By Dave Workman
Editor-in-Chief
OPINION: The Globe and Mail in Toronto is harshly criticizing how the Trudeau government’s gun ban effort launched in the aftermath of a mass murder in Nova Scotia which claimed 22 lives has managed to spend $67-million on a gun buyback program that, after four years, apparently still doesn’t exist.
In a bristling editorial, the newspaper said the buyback effort is “just more evidence that, for the Liberals, gun control is as much about electoral politics as it is about public safety.”
Not exactly a ringing endorsement of a plan hatched in response to an April 2020 night-long massacre conducted by mass murderer Gabriel Wortman who disguised himself as a Canadian Mountie and drove a decommissioned RCMP patrol vehicle in a region about 90 miles north from Halifax and Dartmouth. His victims included Constable Heidi Stevenson, whom he murdered and then began driving her car during the 12-hour rampage which ended when he was shot dead in a confrontation with real Canadian lawmen at a gas station.
All of this happened in a nation with strict gun controls; a country often used as an example by U.S. gun prohibitionists as having gun laws this country should emulate.
But according to the Globe and Mail report, that may not be such a good idea. The story recalled how Prime Minister Justin Trudeau, in the aftermath of the Nova Scotia rampage, announced his government would ban some 1,500 specific military-style semiautomatic firearms, and their accessories.
“The whole thing is such a boondoggle that even a major gun-control group has turned against it,” the Globe and Mail editorial board said.
This “boondoggle” is becoming an election issue, with the editorial observing, “The minority Liberals say the buyback program will start next spring and target some 150,000 weapons – if their government survives that long.”
Near the end of the critical 728-word essay, the editorial board observes this about the buyback effort, “Its only accomplishment, if you can call it that, is to have ensured that the survival of its theoretical buyback program will be an issue in the next election, whenever it takes place.”
By no small coincidence, gun rights versus gun control is part of this year’s election campaign, for the presidency, for the Washington State governor’s office, for the U.S. Senate race in Montana, and for legislative races all over the map.
Although the FBI’s annual crime report for 2023 was recently released, showing a 3.5 percent drop in crime last year from 2022, the Crime Prevention Research Center has released its own report noting, “The newly released FBI data shows that reported violent crime (murder, rape, robbery, and aggravated assault) fell by 3.5% in 2023, but they have revised the 2022 data to show a 4.5% increase. However, it should be compared to the Bureau of Justice Statistics data, which showed 4.1% increase in reported serious violent crime in 2023 (rape, robbery, and aggravated assault, but even though murder isn’t included, it covers only about 1 percent of reported violent crimes and even less of total violent crimes).”

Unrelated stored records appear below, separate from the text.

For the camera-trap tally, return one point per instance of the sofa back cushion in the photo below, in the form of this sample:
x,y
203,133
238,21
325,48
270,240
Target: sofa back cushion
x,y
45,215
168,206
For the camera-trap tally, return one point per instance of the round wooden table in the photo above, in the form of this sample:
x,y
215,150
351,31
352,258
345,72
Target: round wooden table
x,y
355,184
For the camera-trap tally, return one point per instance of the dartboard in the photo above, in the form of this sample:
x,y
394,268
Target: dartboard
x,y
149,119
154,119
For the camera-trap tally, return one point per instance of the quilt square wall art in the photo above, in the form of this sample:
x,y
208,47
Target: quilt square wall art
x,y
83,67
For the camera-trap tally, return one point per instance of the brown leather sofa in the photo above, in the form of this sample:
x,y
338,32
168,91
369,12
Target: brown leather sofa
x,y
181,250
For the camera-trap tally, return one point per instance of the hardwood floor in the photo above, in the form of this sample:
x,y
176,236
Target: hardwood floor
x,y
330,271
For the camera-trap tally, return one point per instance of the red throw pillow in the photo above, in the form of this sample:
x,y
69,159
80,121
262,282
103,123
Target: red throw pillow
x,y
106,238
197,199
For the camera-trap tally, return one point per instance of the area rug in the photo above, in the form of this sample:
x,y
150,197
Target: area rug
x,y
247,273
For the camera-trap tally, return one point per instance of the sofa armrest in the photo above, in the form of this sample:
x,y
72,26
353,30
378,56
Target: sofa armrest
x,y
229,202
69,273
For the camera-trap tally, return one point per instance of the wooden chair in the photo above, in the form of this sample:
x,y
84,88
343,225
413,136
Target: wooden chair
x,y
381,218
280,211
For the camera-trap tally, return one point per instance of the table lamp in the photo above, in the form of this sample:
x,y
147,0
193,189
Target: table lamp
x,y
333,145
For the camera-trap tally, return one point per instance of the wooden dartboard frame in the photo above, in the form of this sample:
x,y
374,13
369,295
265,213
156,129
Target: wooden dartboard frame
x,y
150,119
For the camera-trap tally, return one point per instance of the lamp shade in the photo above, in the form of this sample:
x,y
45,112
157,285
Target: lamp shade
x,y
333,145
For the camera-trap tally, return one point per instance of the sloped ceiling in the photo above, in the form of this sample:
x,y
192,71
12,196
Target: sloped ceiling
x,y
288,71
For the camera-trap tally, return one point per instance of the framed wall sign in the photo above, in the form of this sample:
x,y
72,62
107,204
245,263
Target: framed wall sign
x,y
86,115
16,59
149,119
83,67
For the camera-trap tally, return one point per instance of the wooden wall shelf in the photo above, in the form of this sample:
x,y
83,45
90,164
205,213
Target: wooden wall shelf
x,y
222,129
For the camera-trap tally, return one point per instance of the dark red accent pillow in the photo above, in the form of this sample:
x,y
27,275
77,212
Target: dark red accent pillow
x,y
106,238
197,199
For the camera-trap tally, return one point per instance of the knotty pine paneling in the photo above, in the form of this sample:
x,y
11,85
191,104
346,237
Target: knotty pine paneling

Translation: Restrictive gun control laws adopted over the years during Democrat administrations (Obama, Biden-Harris) haven’t produced the promised results, while the crime situation is not as rosy as we are being told. They have failed and they only want to double down on what hasn’t worked, including “expanded background checks,” bans on so-called “assault weapons” and “large capacity magazines,” and other restrictions.
Much like the Nova Scotia massacre of 2020 demonstrated the failure of Canadian gun control, this country’s Democrats, like Canada’s Liberals, are on the wrong side of history and common sense when it comes to the Second Amendment.